The drug's primary indication was the treatment of penicillin-resistant Staphylococcus aureus. The drug was given to a patient who had developed a severe infection on his foot after surgery which had been unresponsive to multiple antibiotics. The surgical staff had recommended amputation or the use of the new antibiotic. His answer was, "Anything that might save my foot". Due to the spread of the bacteria, a high dosage of the antibiotic 05865 was recommended, 100 mg every eight hours, over five days. After the first day, the heat was decreasing, his white cell count was dropping, and the exudate of his wound was less. During the next seven days, the staphylococci disappeared from the wound, and his foot was free from any sign of infection. Two months later, he left the hospital with an intact foot. The drug was fast-tracked for approval by the Food and Drug Administration due to the clinical need for effective anti-staphylococcal agents and an observed lack of resistance development in serial passage in culture media with the drug. The origins of the generic name vancomycin differ; some sources state the name was is linked to the term "vanquish", with others stating it came from the Latin word "vanesco", which means to vanish or disappear. In 1958, Eli Lilly began marketing vancomycin hydrochloride under the trade name Vancocin.

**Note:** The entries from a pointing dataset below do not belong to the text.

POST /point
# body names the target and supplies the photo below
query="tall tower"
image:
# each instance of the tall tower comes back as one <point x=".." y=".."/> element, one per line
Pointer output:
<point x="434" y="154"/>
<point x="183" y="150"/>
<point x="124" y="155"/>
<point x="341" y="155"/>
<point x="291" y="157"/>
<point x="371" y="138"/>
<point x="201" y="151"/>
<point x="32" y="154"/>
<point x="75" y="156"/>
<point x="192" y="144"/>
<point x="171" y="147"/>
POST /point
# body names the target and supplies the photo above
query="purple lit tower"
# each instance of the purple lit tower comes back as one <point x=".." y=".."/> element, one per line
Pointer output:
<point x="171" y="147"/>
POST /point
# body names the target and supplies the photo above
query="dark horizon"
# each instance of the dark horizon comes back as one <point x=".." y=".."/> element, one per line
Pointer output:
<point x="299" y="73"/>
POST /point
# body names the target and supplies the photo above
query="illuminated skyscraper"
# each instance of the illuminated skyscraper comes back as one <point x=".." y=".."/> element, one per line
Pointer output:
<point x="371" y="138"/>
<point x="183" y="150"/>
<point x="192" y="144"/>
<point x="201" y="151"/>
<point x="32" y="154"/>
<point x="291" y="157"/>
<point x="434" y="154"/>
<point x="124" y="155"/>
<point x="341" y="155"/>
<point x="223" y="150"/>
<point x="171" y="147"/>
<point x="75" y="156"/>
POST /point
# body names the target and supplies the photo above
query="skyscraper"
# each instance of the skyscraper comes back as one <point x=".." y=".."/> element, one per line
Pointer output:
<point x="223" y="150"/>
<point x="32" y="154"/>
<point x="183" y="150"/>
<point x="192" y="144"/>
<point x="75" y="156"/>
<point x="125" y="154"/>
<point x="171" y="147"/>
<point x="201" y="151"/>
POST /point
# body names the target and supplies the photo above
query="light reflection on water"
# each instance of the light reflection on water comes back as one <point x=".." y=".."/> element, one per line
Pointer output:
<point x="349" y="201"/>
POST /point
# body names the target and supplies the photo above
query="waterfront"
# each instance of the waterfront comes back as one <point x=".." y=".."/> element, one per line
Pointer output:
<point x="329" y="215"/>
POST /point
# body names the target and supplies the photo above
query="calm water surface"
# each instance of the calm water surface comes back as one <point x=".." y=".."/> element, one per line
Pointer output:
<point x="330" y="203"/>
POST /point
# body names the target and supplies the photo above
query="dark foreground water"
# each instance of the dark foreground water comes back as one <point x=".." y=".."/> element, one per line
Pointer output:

Vancomycin never became the first-line treatment for S. aureus for several reasons:
1. It possesses poor oral bioavailability, so must be given intravenously for most infections.
2. β-Lactamase-resistant semisynthetic penicillins such as methicillin (and its successors, nafcillin and cloxacillin) were subsequently developed, which have better activity against non-MRSA staphylococci.
3. Early trials used early, impure forms of the drug ("Mississippi mud"), which were found to be toxic to the inner ear and to the kidneys; these findings led to the relegation of vancomycin to a drug of last resort.

In 2004, Eli Lilly licensed Vancocin to ViroPharma in the U.S., Flynn Pharma in the UK, and Aspen Pharmacare in Australia. The patent expired in the early 1980s, and the FDA authorized the sale of several generic versions in the U.S., including from manufacturers Bioniche Pharma, Baxter Healthcare, Sandoz, Akorn-Strides, and Hospira.

==Research==
The combination of vancomycin powder and povidone-iodine lavage may reduce the risk of periprosthetic joint infection in hip and knee arthroplasties.